It’s one of the worst things to encounter for anyone that owns a website. When a website gets hacked and has a virus or malware put onto it, a billion and one questions will naturally rush into your mind. Have they got my login details? What have they put onto my website? Have I found everything they put onto my website? Will Google and other search engines penalize the website due to this security flaw a hacker exposed? Have I lost money? Will any data be lost and, most importantly, is it recoverable?
After experiencing such a dilemma, here are some tips to help you if you ever suffer a website attack, to help get your website up to scratch.

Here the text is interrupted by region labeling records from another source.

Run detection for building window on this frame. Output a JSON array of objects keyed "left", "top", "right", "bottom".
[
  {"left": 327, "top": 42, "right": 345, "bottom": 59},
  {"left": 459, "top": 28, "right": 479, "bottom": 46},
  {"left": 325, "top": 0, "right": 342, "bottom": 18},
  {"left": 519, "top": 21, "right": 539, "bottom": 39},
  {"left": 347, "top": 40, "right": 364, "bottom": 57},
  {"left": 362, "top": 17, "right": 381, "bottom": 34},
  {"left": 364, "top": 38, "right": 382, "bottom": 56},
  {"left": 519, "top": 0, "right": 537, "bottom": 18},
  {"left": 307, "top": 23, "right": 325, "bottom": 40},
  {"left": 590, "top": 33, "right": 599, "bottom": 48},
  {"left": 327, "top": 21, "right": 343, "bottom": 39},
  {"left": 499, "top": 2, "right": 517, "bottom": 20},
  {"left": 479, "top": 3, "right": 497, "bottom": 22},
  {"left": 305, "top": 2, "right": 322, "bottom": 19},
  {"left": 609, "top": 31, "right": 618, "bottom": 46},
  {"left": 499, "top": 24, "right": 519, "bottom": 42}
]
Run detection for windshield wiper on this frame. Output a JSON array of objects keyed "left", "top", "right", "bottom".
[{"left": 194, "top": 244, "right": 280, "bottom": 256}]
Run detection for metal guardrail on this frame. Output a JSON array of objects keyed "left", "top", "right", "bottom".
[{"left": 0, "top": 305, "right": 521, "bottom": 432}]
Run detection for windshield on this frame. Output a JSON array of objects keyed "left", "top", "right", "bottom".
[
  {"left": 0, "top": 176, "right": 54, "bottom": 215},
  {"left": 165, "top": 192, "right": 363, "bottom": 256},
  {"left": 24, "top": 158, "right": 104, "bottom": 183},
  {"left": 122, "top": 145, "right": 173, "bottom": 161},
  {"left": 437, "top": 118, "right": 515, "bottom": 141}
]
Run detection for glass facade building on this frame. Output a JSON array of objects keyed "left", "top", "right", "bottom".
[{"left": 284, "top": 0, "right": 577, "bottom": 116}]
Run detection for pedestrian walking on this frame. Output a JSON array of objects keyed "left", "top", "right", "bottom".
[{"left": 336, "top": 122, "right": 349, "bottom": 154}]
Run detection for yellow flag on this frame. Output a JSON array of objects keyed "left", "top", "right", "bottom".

#1 Backups should be Proactive, not Reactive
The first thing you should think about doing, if you are not already, is making backups of your website. This will allow you to revert to a virus/malware free version of your website, so that your website is recoverable.
#2 Find the Problem
The first step is to see if your website has been hacked or not. There will be many clues that can suggest this:
- Extra code in your template files
- Links appearing on your website
- Adverts appearing on your website that you did not warrant
- Warnings from Google and other websites when loading your website
- Any abnormal changes to any part of your website, or the dashboard of your website
- Lack of/increase in content
#3 Call in Help
As much as many people might have found the source of an attack and know the way to fix it (delete the code etc.), it is always best to get expert advice and help from people that do this for a living. For me, I went to WordFence, since they provide a market leading security plugin for WordPress websites, as well as great support when under attack. By doing this, you will have complete faith that the attack has been completely neutralized.
#4 Patch Security Flaws
This is extremely important. You might find that you have security flaws in your website. But, the problem with an attack isn’t with recovering your website back – this is relatively straight forward. The problem lies in finding out where the attacker went to exploit a security vulnerability. For a WordPress website, there are a few areas that could cause security flaws in a website, so it is a good idea to do the following when your website is back up and running as normal:
- Change every password associated to your website. This will include:
- Standard WordPress login details.
- FTP and STFP login details.
- Hosting login details.
- Social media login details.
- Update every plugin to the latest version.
- Remove any plugin that has not been updated for a few months or more. This suggests the plugin has been abandoned, increasing the risk of a security flaw in the future.
- Enable two factor login authentication anytime you login to any account associated to your website.